No outro dia vim pra outro quarto, com banheiro! A noite ainda foi ruim porque o nariz não para de escorrer, mas nada se compara a UTI, isso que a minha cirurgia nem foi tão invasiva assim... não desejo essas coisas pra ninguém, mas se é preciso, “é só ter paciência”, os dias vão passando e cada dia é melhor que o outro – voltei pra literatura de auto-ajuda – No primeiro dia ainda tive uma crisezinha, mas foi coisa rápida, a gente fica mole quando os pais estão perto, sabe como é, nessas horas quando a gente tá no papel de filho... às vezes a gente derrete um pouquinho demais quando sabe que tem alguém pra cuidar e ainda bem que dessa vez tinha dois alguém comigo, porque eles se cuidam mutuamente também...

Hoje é o quarto dia após a cirurgia, estou ótima, amanhã tenho alta. Nem parece que fiz nada, parece que tive um resfriado,não sinto gosto das coisas e estou que nem criança ranhenta que não limpa o nariz. Se a cirurgia for bem sucedida, o que me parece que foi, a problemática é a da cicatrização. Quando se abre o tal caminho no nariz, para fechar não é tão simples, eles colam com uma espécie de cola biológica, torcendo para que não se descole, para que eu não desenvolva uma fístula. Um sintoma de que teria ocorrido fístula, seria que eu ficaria com um líquido parecido com água escorrendo freqüentemente pelo nariz, que teria que ser drenado, para poder secar a cicatrização e não deixar o canal aberto pra infecções como meningite e doenças oportunistas do gênero... O cirurgião me disse que encontraram um (suposto) micro-adenoma e que foi retirado com sucesso e enviado para análise pra ter certeza do que era e etc, no mais, estou fazendo exames periódicos de sangue e estou tomando acetato de cortisona pra fazer meu organismo ir se acostumando aos poucos com a queda da produção do hormônio, cortisol.
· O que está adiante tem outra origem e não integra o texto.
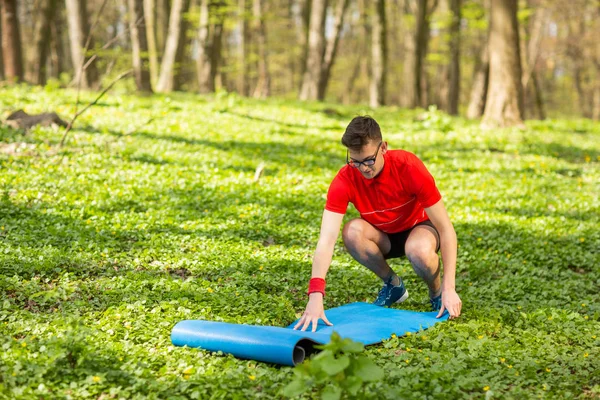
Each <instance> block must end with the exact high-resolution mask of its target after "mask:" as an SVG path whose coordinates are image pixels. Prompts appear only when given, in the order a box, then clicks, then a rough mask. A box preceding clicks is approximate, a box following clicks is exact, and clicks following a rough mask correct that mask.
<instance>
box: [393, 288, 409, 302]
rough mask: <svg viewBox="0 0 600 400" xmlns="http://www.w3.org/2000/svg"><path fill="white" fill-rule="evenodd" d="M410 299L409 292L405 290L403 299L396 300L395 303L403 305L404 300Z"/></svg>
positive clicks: (402, 296)
mask: <svg viewBox="0 0 600 400" xmlns="http://www.w3.org/2000/svg"><path fill="white" fill-rule="evenodd" d="M406 299H408V290H407V289H404V294H403V295H402V297H400V298H399V299H398V300H396V301H395V302H394V303H395V304H396V303H402V302H403V301H404V300H406Z"/></svg>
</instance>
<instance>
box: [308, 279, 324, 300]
mask: <svg viewBox="0 0 600 400" xmlns="http://www.w3.org/2000/svg"><path fill="white" fill-rule="evenodd" d="M311 293H322V294H323V297H325V279H323V278H311V279H310V282H309V283H308V294H311Z"/></svg>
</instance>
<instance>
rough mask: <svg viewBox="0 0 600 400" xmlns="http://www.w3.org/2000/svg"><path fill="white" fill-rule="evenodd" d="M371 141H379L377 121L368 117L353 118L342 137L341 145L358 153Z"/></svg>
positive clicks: (379, 133) (379, 136) (350, 121)
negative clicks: (356, 151)
mask: <svg viewBox="0 0 600 400" xmlns="http://www.w3.org/2000/svg"><path fill="white" fill-rule="evenodd" d="M372 141H376V142H380V141H381V129H380V128H379V124H378V123H377V121H375V120H374V119H373V118H371V117H370V116H368V115H363V116H359V117H354V118H353V119H352V121H350V123H349V124H348V126H347V127H346V132H344V136H342V144H343V145H344V146H346V147H347V148H348V149H350V150H356V151H360V150H361V149H362V148H363V147H364V146H365V145H367V144H368V143H369V142H372Z"/></svg>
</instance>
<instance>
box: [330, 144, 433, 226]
mask: <svg viewBox="0 0 600 400" xmlns="http://www.w3.org/2000/svg"><path fill="white" fill-rule="evenodd" d="M383 156H384V158H385V163H384V166H383V170H382V171H381V172H380V173H379V175H377V176H376V177H375V178H373V179H366V178H365V177H363V176H362V174H361V173H360V171H358V169H357V168H353V167H351V166H349V165H346V166H344V167H343V168H342V169H340V171H339V172H338V173H337V175H336V176H335V178H334V179H333V181H332V182H331V185H330V186H329V191H328V192H327V203H326V204H325V209H326V210H328V211H332V212H335V213H339V214H345V213H346V209H347V208H348V203H352V204H354V207H356V209H357V210H358V212H359V213H360V216H361V218H362V219H364V220H365V221H367V222H369V223H370V224H371V225H373V226H375V227H376V228H378V229H380V230H382V231H383V232H386V233H396V232H401V231H404V230H407V229H410V228H412V227H413V226H415V225H416V224H418V223H419V222H423V221H426V220H428V219H429V217H427V214H426V213H425V210H424V209H425V208H427V207H431V206H432V205H434V204H435V203H437V202H438V201H440V199H441V198H442V196H441V194H440V192H439V190H438V189H437V187H436V186H435V181H434V179H433V176H431V174H430V173H429V171H427V168H425V165H424V164H423V162H422V161H421V160H419V158H418V157H417V156H415V155H414V154H412V153H409V152H408V151H404V150H389V151H387V152H386V153H385V154H384V155H383Z"/></svg>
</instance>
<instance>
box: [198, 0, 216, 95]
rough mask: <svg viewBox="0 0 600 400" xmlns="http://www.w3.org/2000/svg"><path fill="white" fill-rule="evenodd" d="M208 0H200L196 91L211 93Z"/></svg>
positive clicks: (199, 91) (205, 92) (210, 75)
mask: <svg viewBox="0 0 600 400" xmlns="http://www.w3.org/2000/svg"><path fill="white" fill-rule="evenodd" d="M208 2H209V0H201V1H200V25H199V27H198V58H197V59H196V74H197V75H198V91H199V92H200V93H211V92H214V91H215V81H214V80H212V79H211V64H210V54H211V47H212V46H211V45H210V39H211V38H210V25H209V18H210V15H209V8H208Z"/></svg>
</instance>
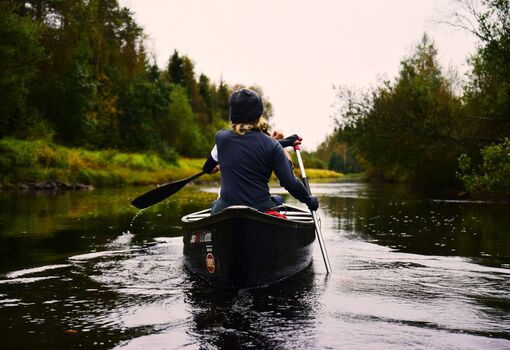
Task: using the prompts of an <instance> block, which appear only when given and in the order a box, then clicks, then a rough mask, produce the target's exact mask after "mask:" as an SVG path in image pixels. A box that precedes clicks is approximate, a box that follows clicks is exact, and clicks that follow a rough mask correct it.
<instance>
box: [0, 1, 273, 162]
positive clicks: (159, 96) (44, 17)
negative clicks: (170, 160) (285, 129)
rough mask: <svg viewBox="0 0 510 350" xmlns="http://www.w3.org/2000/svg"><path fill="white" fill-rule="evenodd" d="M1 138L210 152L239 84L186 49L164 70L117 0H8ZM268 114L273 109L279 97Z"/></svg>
mask: <svg viewBox="0 0 510 350" xmlns="http://www.w3.org/2000/svg"><path fill="white" fill-rule="evenodd" d="M0 68H1V70H0V114H1V119H0V138H1V137H4V136H15V137H18V138H46V139H50V140H51V139H53V140H54V141H56V142H58V143H60V144H63V145H68V146H81V147H87V148H96V149H104V148H112V149H121V150H127V151H153V152H158V153H160V154H161V155H163V156H164V157H166V158H167V159H171V160H175V157H176V154H177V152H178V153H179V154H181V155H185V156H193V157H195V156H197V157H198V156H200V157H203V156H205V155H207V152H208V150H209V149H210V147H211V146H212V143H213V142H214V140H213V136H214V134H215V132H216V131H217V130H218V129H219V128H222V127H225V126H226V124H227V121H228V96H229V95H230V93H231V91H232V89H233V87H231V86H229V85H227V84H225V82H223V81H220V82H219V84H215V83H214V82H211V80H210V79H209V78H208V77H207V76H206V75H205V74H200V75H197V74H196V72H195V66H194V63H193V61H192V60H191V59H190V58H189V57H187V56H185V55H181V54H179V52H178V51H177V50H175V51H174V53H173V54H172V55H171V57H170V58H169V60H168V65H167V66H166V67H164V68H163V69H162V70H161V69H160V68H159V67H157V66H156V65H154V64H151V63H150V60H149V58H148V54H147V51H146V48H145V34H144V32H143V29H142V28H141V27H140V26H139V25H138V24H137V23H136V21H135V20H134V17H133V14H132V12H131V11H130V10H129V9H127V8H124V7H121V6H119V4H118V1H117V0H72V1H71V0H23V1H22V0H0ZM266 103H267V104H268V109H267V110H268V113H269V114H270V111H271V108H270V103H269V102H268V101H267V102H266Z"/></svg>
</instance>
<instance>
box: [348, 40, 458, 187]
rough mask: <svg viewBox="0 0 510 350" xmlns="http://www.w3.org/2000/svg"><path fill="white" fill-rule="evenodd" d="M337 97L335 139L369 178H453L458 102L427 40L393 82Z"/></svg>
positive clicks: (447, 178)
mask: <svg viewBox="0 0 510 350" xmlns="http://www.w3.org/2000/svg"><path fill="white" fill-rule="evenodd" d="M342 96H343V97H344V98H346V100H345V101H344V106H345V110H344V112H343V115H342V117H343V119H340V120H338V128H339V131H338V134H339V135H338V136H339V137H341V136H342V137H344V138H346V139H347V140H350V141H351V142H352V143H354V148H355V150H356V152H357V153H358V161H359V162H361V163H362V164H364V165H365V167H366V168H367V170H368V171H369V173H370V174H371V175H372V176H378V177H382V178H384V179H386V180H400V181H409V182H414V183H421V184H438V183H445V182H447V181H449V180H450V179H454V178H455V177H454V174H455V169H456V158H457V157H458V155H459V150H458V147H457V145H458V140H457V135H456V130H457V128H456V126H457V125H458V119H459V110H460V100H459V98H457V97H456V96H455V95H454V93H453V91H452V89H451V84H450V82H449V81H448V80H447V79H446V78H445V76H444V75H443V73H442V71H441V67H440V66H439V64H438V62H437V51H436V49H435V47H434V44H433V43H432V42H431V40H430V39H429V38H428V36H426V35H424V36H423V38H422V40H421V42H420V43H419V44H418V45H417V47H416V49H415V51H414V53H413V54H412V55H411V56H409V57H407V58H405V59H404V60H402V62H401V68H400V72H399V76H398V77H397V78H396V79H395V81H394V82H390V81H385V82H383V83H382V84H381V85H380V86H379V87H377V88H376V89H375V90H373V91H371V92H368V93H364V94H362V95H361V96H357V95H356V94H353V93H344V94H342ZM436 169H441V171H440V172H439V171H436Z"/></svg>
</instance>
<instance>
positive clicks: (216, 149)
mask: <svg viewBox="0 0 510 350" xmlns="http://www.w3.org/2000/svg"><path fill="white" fill-rule="evenodd" d="M218 164H219V162H218V149H217V148H216V145H214V148H213V149H212V151H211V153H209V156H208V157H207V160H206V161H205V163H204V165H203V166H202V170H203V171H204V172H206V173H207V174H210V173H211V171H213V169H214V168H215V167H216V166H217V165H218Z"/></svg>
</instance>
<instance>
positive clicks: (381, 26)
mask: <svg viewBox="0 0 510 350" xmlns="http://www.w3.org/2000/svg"><path fill="white" fill-rule="evenodd" d="M120 4H121V5H122V6H126V7H128V8H130V9H131V10H132V11H133V12H134V14H135V18H136V21H137V23H138V24H139V25H141V26H142V27H143V28H144V29H145V33H146V34H147V35H148V37H149V38H148V41H147V43H148V48H149V50H150V52H151V53H153V54H154V55H155V58H156V62H157V63H158V65H159V66H160V67H161V68H163V67H165V66H166V64H167V62H168V59H169V58H170V56H171V55H172V53H173V51H174V50H175V49H177V51H179V53H181V54H185V55H188V56H189V57H190V58H191V59H192V60H193V62H194V63H195V71H196V73H197V74H200V73H204V74H205V75H207V76H208V77H209V78H211V80H212V81H213V82H215V83H218V82H219V81H220V79H223V80H224V81H225V82H227V83H228V84H231V85H233V84H238V83H239V84H243V85H246V86H249V85H254V84H255V85H259V86H260V87H262V89H263V90H264V95H265V96H267V97H268V98H269V100H270V101H271V103H272V104H273V112H274V116H273V119H272V124H273V125H274V126H275V127H276V128H277V129H279V130H282V131H283V132H284V133H285V134H292V133H297V134H299V135H300V136H302V137H303V138H304V140H303V146H304V148H305V149H308V150H313V149H315V148H316V147H317V146H318V145H319V144H320V143H321V142H322V141H323V140H324V139H325V137H326V135H327V134H330V133H331V131H332V127H333V121H332V118H331V117H332V115H333V114H334V110H333V107H332V104H334V103H335V93H334V90H333V88H332V86H333V85H342V86H348V87H353V88H368V87H370V86H374V85H377V83H378V79H379V78H380V77H387V78H391V79H392V78H394V77H396V75H397V74H398V69H399V64H400V61H401V60H402V59H403V58H404V57H405V56H407V55H409V54H410V53H411V52H412V49H413V48H414V47H415V46H416V44H417V43H418V42H419V40H420V39H421V37H422V35H423V33H425V32H427V33H428V34H429V36H430V37H431V38H432V39H433V40H434V41H435V43H436V47H437V48H438V51H439V59H440V62H441V63H442V65H443V66H444V67H445V68H446V67H447V66H454V67H456V68H457V69H458V70H459V72H461V73H463V72H465V71H466V58H467V57H468V55H469V54H471V53H473V52H474V38H473V37H472V36H471V35H469V34H467V33H465V32H461V31H456V30H454V29H453V28H451V27H448V26H445V25H438V24H437V23H436V21H435V20H437V19H438V18H440V17H441V16H444V15H445V6H451V4H452V1H451V0H349V1H347V0H314V1H311V0H308V1H307V0H252V1H239V0H238V1H235V0H180V1H178V0H120Z"/></svg>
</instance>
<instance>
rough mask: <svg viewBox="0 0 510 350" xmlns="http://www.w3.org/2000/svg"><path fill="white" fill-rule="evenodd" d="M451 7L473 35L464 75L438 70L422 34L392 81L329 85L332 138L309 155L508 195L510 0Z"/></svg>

Ah! Outros efeitos colaterais possíveis (que me foram informados) seria uma tal de Diabetes Insipidus, que é uma retenção e perda grande de líquido, ou seja, sinto muita sede e faço muito xixi, por isso nesses primeiros dias tem que medir a quantidade de xixi e de liquidos que tomo, na primeira noite tive D.I., medicaram-me com uma injeção de DDAVP e ficou normalizado. Farei ainda mais exames pra saber os próximos passos do tratamento.

Ainda não estou num estágio muito poético da minha recuperação, talvez amanhã quando eu sair do hospital eu seja inspirada pelas musas... afinal, não sei ainda o que é (ter e) não ter cushing... mas uma coisa eu tenho certeza, sei que eu não sou eu, eu sou várias.